Dans La naissance, un petit garçon annonce à sa copine qu’il va bientôt être grand frère. Les deux enfants discutent tour à tour ensemble, puis avec leurs parents respectifs, des « choses de la vie ». Il est question de sexualité, mais aussi d’amour, de complicité, de frivolité. La fraicheur et la simplicité du dessin se retrouvent dans le texte, entièrement dialogué, dans le quel les enfants obtiennent des réponses à la fois justes et adaptées à leur âge. La nudité y est montrée naturellement, sereinement.
Agnès Rosenstiehl montre dans ces deux albums des personnages complémentaires, différents mais surtout égaux. Chacun peut exprimer ses désirs et entendre ceux de l’autre, chacun est libre de bâtir son avenir, son éventuelle parentalité future.

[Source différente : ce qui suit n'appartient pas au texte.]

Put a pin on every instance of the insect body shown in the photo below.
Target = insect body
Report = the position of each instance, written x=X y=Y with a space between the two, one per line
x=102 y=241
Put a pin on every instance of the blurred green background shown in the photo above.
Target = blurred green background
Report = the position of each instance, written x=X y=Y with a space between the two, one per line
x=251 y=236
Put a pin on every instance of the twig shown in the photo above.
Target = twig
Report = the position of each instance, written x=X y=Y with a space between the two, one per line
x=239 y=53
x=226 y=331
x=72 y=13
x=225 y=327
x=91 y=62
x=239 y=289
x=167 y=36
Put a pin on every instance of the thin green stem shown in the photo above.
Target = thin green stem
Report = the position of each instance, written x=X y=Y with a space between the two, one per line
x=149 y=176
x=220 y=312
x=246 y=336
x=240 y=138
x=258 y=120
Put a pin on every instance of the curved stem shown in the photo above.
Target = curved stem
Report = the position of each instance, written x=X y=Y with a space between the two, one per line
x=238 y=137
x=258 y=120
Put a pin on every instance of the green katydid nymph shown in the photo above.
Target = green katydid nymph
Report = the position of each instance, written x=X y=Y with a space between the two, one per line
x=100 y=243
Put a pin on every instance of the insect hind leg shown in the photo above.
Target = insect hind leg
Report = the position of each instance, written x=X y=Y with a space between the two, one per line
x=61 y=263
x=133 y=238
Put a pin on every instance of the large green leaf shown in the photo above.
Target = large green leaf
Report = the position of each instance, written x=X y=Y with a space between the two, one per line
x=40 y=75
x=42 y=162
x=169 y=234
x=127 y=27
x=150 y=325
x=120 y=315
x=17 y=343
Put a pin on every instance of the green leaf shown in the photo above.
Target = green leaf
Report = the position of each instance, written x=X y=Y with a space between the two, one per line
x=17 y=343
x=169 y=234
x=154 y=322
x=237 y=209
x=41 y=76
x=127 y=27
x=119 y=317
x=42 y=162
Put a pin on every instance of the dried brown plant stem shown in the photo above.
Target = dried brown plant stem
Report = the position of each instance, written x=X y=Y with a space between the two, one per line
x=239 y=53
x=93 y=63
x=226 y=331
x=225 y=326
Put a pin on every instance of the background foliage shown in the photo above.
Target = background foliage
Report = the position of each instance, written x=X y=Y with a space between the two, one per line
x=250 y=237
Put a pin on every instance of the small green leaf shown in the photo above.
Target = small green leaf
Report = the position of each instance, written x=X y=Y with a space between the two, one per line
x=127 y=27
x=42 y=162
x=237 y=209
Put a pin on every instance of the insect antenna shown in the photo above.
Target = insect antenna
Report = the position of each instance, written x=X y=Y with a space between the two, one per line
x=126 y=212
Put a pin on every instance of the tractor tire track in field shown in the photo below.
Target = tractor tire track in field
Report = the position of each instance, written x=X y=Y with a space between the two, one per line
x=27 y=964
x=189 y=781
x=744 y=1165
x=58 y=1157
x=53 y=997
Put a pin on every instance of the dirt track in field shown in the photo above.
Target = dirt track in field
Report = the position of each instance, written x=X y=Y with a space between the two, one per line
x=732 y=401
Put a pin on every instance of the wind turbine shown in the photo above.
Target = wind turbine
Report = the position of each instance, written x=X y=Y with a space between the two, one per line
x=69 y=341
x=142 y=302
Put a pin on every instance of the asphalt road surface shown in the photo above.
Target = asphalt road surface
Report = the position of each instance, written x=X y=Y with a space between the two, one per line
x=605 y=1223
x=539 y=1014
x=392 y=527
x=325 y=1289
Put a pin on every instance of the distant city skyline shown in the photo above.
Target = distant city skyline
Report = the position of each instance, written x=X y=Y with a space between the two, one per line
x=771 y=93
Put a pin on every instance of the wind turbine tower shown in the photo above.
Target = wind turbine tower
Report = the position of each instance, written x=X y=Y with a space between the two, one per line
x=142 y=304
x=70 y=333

Si la notion d’égalité entre le garçon et la fille, comme entre le père et la mère, n’y est pas explicitée, elle est prégnante et se ressent grâce à l’équité de l’espace qu’ils prennent l’un et l’autre dans les albums, par la symétrie de leur relation, l’équilibre entre leurs paroles.
A noter également, la sortie en simultanée de l’excellent De la coiffure, où la fillette se pare de coiffes imaginaires extravagantes pour se consoler d’une coupe de cheveux un peu décevante. Le sujet, moins futile qu’il n’y parait, est encore le point de départ d’une célébration gourmande de la créativité enfantine. Un bonheur à lire et à regarder, ensemble évidemment.
Chloé Séguret et Céline Touchard
Lectrices-formatrices pour L.I.R.E (le Livre pour l’Insertion et le Refus de l’Exclusion).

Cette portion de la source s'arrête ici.